A widower whose wife was murdered by a man twice freed on bail said he has ‘no faith’ in the gardaí – as details of a report into Garda malpractice were revealed yesterday.
Lorcan Roche-Kelly’s spouse, Sylvia, was found dead in a Limerick hotel room in 2007 after she had been out celebrating her 33rd birthday with friends.
Jerry McGrath was later found guilty of murdering the mother of two. The violent killer was out on bail for assault and attempted kidnapping charges at the time.
Mr Roche-Kelly said it has taken gardaí almost a decade to admit their failings in properly investigating the cases leading up to his wife’s murder.
The O’Higgins Commission report, which has yet to be made available to the public, was established by the Government last year after claims made by Sergeant Maurice McCabe about the Cavan-Monaghan Garda division.
The report found failings in the investigation into an attack by McGrath on taxi driver Mary Lynch in Cavan earlier in 2007.
It seems an initial misclassification in terms of the seriousness of the assault led to McGrath being granted bail – and left him free to commit an attempted abduction on a child and Sylvia’s murder.
Speaking on RTÉ Radio 1’s Today With Seán O’Rourke, Mr Roche-Kelly said: ‘It was a very serious assault, Mary Lynch testified that she was able to fill a shopping bag of her own hair in the car afterwards. The initial offence in Cavan was treated so wrongly that it never raised any flags for anybody.’ Six months later, in October 2007, while still on bail, McGrath was caught trying to abduct a five-yearold girl from a house in Tipperary, causing her injury.
The judge was not informed of the outstanding case in Cavan and he was released on bail.
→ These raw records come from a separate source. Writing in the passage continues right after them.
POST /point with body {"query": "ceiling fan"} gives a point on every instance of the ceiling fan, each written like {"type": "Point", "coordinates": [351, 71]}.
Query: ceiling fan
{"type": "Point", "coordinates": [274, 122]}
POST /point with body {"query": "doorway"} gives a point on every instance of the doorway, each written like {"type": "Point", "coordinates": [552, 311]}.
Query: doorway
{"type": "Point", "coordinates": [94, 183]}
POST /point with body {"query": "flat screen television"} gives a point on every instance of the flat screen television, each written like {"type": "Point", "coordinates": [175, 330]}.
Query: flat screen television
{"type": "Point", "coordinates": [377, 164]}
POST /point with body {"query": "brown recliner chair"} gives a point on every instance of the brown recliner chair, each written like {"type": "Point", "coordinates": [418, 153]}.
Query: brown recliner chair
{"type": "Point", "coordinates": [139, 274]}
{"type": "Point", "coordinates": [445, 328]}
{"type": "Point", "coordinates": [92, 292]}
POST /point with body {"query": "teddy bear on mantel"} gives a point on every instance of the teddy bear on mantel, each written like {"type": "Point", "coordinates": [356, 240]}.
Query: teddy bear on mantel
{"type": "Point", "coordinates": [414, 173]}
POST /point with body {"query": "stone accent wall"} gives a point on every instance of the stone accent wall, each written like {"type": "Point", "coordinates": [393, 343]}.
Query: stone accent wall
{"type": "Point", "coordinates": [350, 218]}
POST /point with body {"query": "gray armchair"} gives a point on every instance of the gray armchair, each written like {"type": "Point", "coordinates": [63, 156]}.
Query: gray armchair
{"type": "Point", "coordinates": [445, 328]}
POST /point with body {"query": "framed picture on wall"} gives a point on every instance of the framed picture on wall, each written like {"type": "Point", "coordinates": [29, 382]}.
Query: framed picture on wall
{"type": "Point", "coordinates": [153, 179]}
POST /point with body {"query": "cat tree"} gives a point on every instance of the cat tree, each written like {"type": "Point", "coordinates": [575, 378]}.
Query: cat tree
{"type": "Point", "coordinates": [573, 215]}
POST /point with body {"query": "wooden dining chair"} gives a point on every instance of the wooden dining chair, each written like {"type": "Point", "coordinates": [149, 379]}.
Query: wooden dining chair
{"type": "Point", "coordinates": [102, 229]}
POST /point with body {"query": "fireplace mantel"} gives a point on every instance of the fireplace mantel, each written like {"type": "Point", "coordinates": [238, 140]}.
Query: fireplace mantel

Later again that year, Virginia District Court was not told on December 3, 2007, that McGrath had been charged with the false imprisonment of the girl. Five days later McGrath murdered Mr Roche-Kelly’s wife in a Limerick hotel room after she expressed her revulsion when he admitted to trying to abduct a child.
According to RTÉ, the report has highlighted serious flaws and failures in criminal investigations in the region in 2007 and 2008, including the assault on the taxi driver. The report also found victims of crime were ‘not well served’ by the Garda Ombudsman or the Garda investigations, most of which had been led by a probationer or newly graduated gardaí, and were characterised by errors and delays. However, the investigation led by Mr Justice Kevin O’Higgins, said the failures it investigated were ‘at a human level and caused by poorly supervised individuals’.
The report identified serious failings in eight criminal investigations including assaults, dangerous driving, child abuse, and in the case of depraved murderer McGrath. Mr Roche-Kelly said: ‘There is nothing new or surprising in the report.’ He added: ‘My biggest issue is the obfuscation, what felt like a coverup from the gardaí afterwards. ‘It’s taken nine years to get to where we are now and the gardaí have been incredibly unco-operative throughout the entire process to admit to any failing.
‘To get that admission [in the latest report] has taken nine years. ‘The gardaí decided to approach their own failings by denying the failings existed at all… This is nine years later and I’ve never had any guard come to me to try and explain what happened. I’ve never had anyone from the Department of Justice come to me… I have no faith in the gardaí at all.’ In January 2008, McGrath pleaded guilty to the assault of taxi driver Ms Lynch for which he got nine months.
A year later McGrath pleaded guilty to the murder of Ms Roche-Kelly and he was given a mandatory life sentence. Four weeks after that he was sentenced to ten years for the Tipperary attempted abduction to run concurrently with the life sentence. Justice Minister Frances Fitzgerald has said she will publish the O’Higgins Report as soon as it has been cleared by the Attorney General.
The commission report, seen by RTÉ, also upheld some of Sgt McCabe’s complaints but found others were inaccurate, incorrect, overstated and unfounded.
The report states the whistleblower acted out of genuine and legitimate concerns but that in one case he lied in a report to a senior officer, which it described as ‘unacceptable’. The report also found ex-Garda commissioner Martin Callinan ‘is entitled to have his reputation vindicated’.
A Garda spokesman said: ‘This report has not yet been officially published. An Garda Síochána are not commenting on this matter until the report is published.’